RCMP defends its arrest of journalists

ASSISTANT Commissioner Eric Stubbs, BC RCMP Criminal Operations – CORE Policing, on Monday, in response to the enforcement events of November 19 in which two journalists were arrested in the Gidimt’en camp in Wet’suwet’en territory (and which were condemned by the Canadian Civil Liberties Association), said in a statement on Sunday:

 

THE RCMP understands the important constitutional role the media play in Canada. They inform the public, challenge the status quo and traditional narratives, and they ignite and foster dialogue on important subjects. The RCMP’s relationship with the media is based on mutual respect and professionalism. Our expectation is the media identify themselves as soon as possible and it is our obligation to ensure they have fair and safe access to observe and report.

The RCMP’s protocols and procedures reflect the Court’s direction and guidance with respect to media access during a protest. The courts have indicated, specifically in Re Brake, 2019 NLCA 17 that considerations for journalist presence in a protest be:

i. The person is engaged in apparent good faith in a news-gathering activity of a journalistic nature;

ii. He or she is not actively assisting, participating with or advocating for the protesters about whom the reports are being made;

iii. He or she does no act that could reasonably be considered as aiding or abetting the protestors in their protest actions or in breaching any order that has been already made;

iv. He or she is not otherwise obstructing or interfering with those seeking to enforce the law or any order that has already been made or is not otherwise interfering with the administration of justice;

v. The matters being reported on are matters that can broadly be said to be matters of public interest. Particular consideration should be given to protests involving aboriginal issues.

These conditions have been included in the Community-Industry Response Group (C-IRG) operational planning and enforcement.

The RCMP does not question or dispute that the two individuals who identified themselves as journalists while being arrested, were in fact journalists or on assignment. In fact, the RCMP responded to one of the media agencies on Thursday night on the importance for their journalist to identify themselves to police at the first opportunity and to adhere to police requests or directions moving forward.

The RCMP can confirm:

• The RCMP did not arrest anyone for being a journalist or detain anyone for performing their job.

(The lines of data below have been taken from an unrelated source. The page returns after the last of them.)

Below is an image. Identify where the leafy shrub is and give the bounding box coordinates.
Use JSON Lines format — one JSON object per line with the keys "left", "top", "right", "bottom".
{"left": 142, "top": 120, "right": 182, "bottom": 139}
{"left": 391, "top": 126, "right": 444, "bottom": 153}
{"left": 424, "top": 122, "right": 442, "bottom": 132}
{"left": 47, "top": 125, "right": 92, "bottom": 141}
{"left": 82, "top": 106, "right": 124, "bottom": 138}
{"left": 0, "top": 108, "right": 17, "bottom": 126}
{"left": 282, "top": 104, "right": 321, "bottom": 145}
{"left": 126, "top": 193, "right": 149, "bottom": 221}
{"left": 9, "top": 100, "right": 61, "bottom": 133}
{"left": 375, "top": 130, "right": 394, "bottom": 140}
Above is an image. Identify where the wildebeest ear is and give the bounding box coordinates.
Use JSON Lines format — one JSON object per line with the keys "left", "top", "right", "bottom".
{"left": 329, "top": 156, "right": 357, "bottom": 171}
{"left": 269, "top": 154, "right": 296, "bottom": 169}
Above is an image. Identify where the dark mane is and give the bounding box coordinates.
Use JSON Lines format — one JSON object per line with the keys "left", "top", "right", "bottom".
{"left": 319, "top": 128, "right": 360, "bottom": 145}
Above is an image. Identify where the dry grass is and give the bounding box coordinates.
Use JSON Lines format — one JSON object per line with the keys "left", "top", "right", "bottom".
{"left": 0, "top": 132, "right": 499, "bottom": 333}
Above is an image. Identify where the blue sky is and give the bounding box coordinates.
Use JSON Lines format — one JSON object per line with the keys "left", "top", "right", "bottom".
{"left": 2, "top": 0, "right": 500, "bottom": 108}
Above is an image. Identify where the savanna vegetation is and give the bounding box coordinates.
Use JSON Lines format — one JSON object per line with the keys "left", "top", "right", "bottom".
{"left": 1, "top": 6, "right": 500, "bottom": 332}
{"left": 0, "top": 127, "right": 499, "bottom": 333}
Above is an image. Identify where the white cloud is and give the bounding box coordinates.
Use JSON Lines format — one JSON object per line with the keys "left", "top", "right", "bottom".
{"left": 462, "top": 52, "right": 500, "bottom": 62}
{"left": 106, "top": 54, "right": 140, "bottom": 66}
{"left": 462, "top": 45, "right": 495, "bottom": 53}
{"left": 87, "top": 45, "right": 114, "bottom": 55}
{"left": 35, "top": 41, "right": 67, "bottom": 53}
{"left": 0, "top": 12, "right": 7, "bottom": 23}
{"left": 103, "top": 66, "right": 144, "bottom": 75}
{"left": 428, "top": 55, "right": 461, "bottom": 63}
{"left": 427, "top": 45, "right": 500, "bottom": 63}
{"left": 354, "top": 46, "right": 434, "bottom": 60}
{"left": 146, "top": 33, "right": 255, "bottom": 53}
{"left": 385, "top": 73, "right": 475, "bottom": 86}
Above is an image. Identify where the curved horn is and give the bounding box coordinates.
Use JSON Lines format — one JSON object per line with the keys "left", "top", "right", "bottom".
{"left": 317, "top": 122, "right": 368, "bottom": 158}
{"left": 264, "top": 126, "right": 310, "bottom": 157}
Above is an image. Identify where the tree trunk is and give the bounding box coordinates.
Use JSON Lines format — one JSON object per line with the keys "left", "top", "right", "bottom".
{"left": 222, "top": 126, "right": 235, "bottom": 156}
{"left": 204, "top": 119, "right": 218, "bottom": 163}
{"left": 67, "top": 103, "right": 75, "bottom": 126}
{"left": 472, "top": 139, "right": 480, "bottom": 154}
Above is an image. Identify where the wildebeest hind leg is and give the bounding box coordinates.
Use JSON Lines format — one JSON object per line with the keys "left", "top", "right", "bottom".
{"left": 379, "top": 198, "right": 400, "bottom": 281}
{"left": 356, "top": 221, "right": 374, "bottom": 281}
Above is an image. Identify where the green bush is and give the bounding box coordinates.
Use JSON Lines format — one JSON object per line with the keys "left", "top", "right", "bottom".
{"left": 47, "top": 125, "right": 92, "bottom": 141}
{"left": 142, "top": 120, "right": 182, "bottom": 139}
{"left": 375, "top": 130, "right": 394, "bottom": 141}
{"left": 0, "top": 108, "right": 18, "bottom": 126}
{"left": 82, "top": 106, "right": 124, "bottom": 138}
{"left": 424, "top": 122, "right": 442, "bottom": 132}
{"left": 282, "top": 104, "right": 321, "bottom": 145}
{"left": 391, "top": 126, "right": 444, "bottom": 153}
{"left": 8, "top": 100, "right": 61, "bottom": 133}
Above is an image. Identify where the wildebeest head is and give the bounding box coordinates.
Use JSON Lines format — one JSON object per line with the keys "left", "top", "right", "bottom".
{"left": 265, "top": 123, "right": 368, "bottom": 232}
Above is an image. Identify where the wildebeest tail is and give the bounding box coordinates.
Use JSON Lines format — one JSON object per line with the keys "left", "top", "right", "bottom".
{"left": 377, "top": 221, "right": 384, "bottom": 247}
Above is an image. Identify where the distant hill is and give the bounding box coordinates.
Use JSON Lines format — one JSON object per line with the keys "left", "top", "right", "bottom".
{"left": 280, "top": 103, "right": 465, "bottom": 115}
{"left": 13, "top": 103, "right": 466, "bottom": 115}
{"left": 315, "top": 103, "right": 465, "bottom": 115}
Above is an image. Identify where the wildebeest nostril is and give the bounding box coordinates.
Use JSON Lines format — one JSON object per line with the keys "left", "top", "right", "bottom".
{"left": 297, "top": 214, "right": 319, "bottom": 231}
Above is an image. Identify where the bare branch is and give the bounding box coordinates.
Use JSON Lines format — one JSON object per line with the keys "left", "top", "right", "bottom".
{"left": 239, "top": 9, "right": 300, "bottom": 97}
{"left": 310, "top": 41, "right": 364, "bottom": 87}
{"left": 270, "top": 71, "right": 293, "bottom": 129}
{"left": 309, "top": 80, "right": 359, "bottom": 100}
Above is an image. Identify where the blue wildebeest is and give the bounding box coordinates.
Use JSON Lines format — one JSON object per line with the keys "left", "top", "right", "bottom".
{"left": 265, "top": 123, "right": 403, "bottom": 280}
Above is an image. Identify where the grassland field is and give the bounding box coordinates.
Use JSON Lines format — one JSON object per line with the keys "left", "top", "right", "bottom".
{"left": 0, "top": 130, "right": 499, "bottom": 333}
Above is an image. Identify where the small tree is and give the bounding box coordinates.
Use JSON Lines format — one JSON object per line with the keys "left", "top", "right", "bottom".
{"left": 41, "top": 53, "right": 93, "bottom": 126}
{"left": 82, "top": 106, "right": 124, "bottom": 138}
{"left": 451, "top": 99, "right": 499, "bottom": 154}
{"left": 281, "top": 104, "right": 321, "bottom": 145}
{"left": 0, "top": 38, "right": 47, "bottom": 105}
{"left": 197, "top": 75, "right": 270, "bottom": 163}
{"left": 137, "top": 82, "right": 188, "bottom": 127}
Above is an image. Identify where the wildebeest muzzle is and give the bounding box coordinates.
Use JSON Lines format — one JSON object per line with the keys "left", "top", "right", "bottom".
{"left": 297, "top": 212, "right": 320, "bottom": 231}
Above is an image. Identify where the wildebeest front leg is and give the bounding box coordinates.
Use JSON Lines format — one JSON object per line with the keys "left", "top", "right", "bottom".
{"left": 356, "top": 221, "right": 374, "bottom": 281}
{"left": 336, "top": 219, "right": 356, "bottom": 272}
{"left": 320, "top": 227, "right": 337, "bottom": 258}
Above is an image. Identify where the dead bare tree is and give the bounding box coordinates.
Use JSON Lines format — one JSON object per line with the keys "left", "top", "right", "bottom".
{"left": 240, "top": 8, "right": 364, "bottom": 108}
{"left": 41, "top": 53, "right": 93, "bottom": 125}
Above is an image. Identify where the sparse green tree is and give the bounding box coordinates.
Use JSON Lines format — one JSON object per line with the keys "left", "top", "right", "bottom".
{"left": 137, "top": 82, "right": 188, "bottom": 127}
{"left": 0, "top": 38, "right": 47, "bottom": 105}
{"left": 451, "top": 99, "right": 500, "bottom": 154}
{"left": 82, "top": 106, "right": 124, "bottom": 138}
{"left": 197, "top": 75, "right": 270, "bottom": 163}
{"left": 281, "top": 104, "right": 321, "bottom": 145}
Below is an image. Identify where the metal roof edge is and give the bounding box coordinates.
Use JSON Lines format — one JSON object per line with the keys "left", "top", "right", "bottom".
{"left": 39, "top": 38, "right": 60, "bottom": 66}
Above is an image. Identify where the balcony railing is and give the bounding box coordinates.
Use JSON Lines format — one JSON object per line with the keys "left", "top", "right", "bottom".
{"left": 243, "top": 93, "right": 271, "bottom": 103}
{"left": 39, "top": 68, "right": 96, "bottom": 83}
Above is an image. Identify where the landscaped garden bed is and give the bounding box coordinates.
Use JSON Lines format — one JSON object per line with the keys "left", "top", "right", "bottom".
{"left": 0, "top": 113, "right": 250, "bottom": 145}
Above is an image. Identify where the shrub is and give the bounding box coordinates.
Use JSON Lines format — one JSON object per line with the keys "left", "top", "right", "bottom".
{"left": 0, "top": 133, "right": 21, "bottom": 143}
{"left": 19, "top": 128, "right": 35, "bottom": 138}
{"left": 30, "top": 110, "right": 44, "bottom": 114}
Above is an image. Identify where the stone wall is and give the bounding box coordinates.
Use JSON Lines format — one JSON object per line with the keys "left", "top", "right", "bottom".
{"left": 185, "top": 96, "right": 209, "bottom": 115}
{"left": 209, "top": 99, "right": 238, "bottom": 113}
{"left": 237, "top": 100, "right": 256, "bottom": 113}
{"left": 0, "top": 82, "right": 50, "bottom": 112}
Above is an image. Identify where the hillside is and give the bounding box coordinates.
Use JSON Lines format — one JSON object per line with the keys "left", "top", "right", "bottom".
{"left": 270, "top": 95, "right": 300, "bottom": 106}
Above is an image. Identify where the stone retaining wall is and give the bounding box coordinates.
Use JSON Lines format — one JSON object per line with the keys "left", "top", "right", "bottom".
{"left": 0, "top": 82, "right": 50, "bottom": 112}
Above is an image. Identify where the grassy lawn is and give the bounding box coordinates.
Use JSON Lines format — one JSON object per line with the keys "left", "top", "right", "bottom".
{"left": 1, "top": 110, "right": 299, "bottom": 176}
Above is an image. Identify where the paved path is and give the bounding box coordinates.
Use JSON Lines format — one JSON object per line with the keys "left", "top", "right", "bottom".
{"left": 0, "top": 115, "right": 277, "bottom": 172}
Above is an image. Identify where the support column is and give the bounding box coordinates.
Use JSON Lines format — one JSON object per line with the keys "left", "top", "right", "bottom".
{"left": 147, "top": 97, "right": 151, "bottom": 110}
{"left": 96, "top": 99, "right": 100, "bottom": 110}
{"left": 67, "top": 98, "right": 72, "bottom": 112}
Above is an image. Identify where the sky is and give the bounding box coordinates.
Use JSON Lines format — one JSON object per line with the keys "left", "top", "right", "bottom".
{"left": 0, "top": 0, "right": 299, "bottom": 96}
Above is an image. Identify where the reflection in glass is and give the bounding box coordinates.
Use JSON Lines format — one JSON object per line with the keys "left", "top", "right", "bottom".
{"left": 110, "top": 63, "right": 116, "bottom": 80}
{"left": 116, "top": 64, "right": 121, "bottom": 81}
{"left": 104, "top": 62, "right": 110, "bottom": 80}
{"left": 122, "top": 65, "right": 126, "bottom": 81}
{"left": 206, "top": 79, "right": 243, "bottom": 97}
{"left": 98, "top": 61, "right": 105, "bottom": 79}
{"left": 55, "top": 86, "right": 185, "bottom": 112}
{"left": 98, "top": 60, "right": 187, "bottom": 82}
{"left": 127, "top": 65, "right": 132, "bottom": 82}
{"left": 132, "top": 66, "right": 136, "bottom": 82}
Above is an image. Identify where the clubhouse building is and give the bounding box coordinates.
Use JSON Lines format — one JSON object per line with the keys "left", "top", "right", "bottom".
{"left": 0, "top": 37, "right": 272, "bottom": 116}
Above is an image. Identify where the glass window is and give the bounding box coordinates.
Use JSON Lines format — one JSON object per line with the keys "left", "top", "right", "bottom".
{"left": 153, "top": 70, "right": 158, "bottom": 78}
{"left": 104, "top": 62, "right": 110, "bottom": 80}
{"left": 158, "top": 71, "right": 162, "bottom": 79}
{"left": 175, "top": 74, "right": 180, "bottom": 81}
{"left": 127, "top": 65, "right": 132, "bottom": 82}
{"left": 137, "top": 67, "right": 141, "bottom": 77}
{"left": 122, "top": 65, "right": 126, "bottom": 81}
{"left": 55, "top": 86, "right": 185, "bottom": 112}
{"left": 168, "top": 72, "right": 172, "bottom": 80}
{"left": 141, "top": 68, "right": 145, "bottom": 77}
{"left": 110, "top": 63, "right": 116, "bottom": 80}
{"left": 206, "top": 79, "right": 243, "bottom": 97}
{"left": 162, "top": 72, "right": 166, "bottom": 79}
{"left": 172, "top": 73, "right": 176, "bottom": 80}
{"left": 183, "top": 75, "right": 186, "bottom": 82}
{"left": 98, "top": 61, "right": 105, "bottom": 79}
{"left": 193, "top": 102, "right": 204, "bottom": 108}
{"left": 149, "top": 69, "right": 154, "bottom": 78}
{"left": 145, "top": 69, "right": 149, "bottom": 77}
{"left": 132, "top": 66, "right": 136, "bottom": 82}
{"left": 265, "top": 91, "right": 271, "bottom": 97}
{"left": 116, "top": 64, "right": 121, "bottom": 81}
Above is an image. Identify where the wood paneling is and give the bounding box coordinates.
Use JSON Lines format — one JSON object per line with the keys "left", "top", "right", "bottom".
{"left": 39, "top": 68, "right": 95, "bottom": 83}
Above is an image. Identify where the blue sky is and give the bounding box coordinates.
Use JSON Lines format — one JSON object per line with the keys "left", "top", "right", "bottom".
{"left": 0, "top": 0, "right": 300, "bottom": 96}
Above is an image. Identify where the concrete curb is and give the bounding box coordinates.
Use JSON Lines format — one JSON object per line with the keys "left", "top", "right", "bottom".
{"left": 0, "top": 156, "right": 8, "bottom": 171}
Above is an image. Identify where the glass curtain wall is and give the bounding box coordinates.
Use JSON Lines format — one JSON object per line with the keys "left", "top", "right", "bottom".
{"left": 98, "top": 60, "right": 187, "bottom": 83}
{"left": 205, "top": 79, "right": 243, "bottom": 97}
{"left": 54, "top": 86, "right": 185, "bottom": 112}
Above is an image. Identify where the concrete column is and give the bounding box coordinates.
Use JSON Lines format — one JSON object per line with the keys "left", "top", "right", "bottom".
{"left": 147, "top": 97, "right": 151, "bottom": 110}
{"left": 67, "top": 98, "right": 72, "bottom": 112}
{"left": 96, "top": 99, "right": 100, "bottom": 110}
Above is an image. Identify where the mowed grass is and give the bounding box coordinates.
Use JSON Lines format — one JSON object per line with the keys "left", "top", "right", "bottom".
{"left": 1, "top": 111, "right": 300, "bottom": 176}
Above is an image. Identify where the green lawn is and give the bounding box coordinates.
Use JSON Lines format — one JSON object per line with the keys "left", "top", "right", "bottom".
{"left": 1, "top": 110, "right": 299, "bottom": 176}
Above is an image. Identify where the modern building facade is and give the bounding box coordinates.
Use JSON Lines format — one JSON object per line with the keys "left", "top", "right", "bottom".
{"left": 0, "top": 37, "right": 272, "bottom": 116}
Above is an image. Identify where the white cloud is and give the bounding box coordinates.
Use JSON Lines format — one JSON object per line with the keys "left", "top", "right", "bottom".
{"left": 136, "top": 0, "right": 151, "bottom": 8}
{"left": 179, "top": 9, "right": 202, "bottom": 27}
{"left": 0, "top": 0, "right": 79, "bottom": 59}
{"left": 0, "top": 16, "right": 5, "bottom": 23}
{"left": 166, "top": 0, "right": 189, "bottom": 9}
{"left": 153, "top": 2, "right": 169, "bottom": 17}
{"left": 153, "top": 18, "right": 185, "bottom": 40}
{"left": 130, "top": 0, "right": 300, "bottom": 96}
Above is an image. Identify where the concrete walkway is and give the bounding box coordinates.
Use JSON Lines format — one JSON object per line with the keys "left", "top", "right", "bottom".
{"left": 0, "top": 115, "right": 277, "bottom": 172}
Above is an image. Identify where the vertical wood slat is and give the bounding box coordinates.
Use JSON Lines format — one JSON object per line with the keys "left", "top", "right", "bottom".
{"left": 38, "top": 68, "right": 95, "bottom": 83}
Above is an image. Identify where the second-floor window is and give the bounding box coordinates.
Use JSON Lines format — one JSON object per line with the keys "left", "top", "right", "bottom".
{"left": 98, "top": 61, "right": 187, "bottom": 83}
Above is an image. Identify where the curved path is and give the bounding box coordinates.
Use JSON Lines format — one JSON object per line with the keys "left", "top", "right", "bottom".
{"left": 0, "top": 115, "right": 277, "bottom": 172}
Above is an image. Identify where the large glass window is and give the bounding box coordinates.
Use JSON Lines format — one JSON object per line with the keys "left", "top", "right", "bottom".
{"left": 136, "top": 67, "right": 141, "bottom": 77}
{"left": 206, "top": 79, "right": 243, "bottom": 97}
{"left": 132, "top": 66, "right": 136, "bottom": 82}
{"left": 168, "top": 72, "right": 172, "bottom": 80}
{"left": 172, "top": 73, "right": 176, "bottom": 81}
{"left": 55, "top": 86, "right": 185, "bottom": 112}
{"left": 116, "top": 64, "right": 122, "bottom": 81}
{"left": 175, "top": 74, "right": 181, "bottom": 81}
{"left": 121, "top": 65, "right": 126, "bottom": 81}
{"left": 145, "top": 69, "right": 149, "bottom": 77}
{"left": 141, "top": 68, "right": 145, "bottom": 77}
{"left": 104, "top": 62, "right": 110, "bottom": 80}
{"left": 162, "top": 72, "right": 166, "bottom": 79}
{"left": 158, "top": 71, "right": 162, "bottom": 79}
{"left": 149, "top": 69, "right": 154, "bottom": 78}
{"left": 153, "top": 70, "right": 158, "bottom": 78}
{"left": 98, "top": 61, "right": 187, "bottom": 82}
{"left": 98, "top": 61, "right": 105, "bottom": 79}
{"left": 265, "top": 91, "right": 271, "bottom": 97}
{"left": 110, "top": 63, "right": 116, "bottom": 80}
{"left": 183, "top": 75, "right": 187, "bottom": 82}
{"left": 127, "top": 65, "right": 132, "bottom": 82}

• On Friday, November 19, the two individuals, that later identified themselves as journalists, were not denied access to the area, nor were they escorted in or asked to stay in a specific area while enforcement was taking place. Both individuals were already on-site and inside barricaded structures with others who were the focus of enforcement efforts underway along Marten FSR. They were among those (11 individuals) advised that their actions were in breach of the BC Supreme Court injunction (civil contempt). They were also among those to whom the injunction was read and they were afforded the opportunity to leave the structures. They did not identify themselves at any point during this dialogue with police, which lasted over 60 minutes.

• When police forced open the door and began to arrest those inside, the individuals then identified themselves as journalists. They were processed and held to appear before Madam Justice Church as per her orders within the injunctions. Their personal belongings were secured and not interfered with and are available to be returned after their court proceedings.

• 20 individuals appeared before the court today in Prince George. The two journalists were released after signing conditions to abide by the injunction, to keep the peace and to attend court at a future date. Hearings continue for other contemnors.

The primary role of the RCMP in any demonstration or assembly is to preserve the peace, protect life and property, and enforce the law. This includes protecting protestors’ rights to peaceful, lawful and safe demonstration as guaranteed under the Canadian Charter of Rights and Freedoms. The RCMP also has a responsibility to ensure the general public and businesses have a right to a safe environment.

Moving forward, I remain available and willing to work with the media on ensuring there are clear communications, processes, and understanding for all those involved.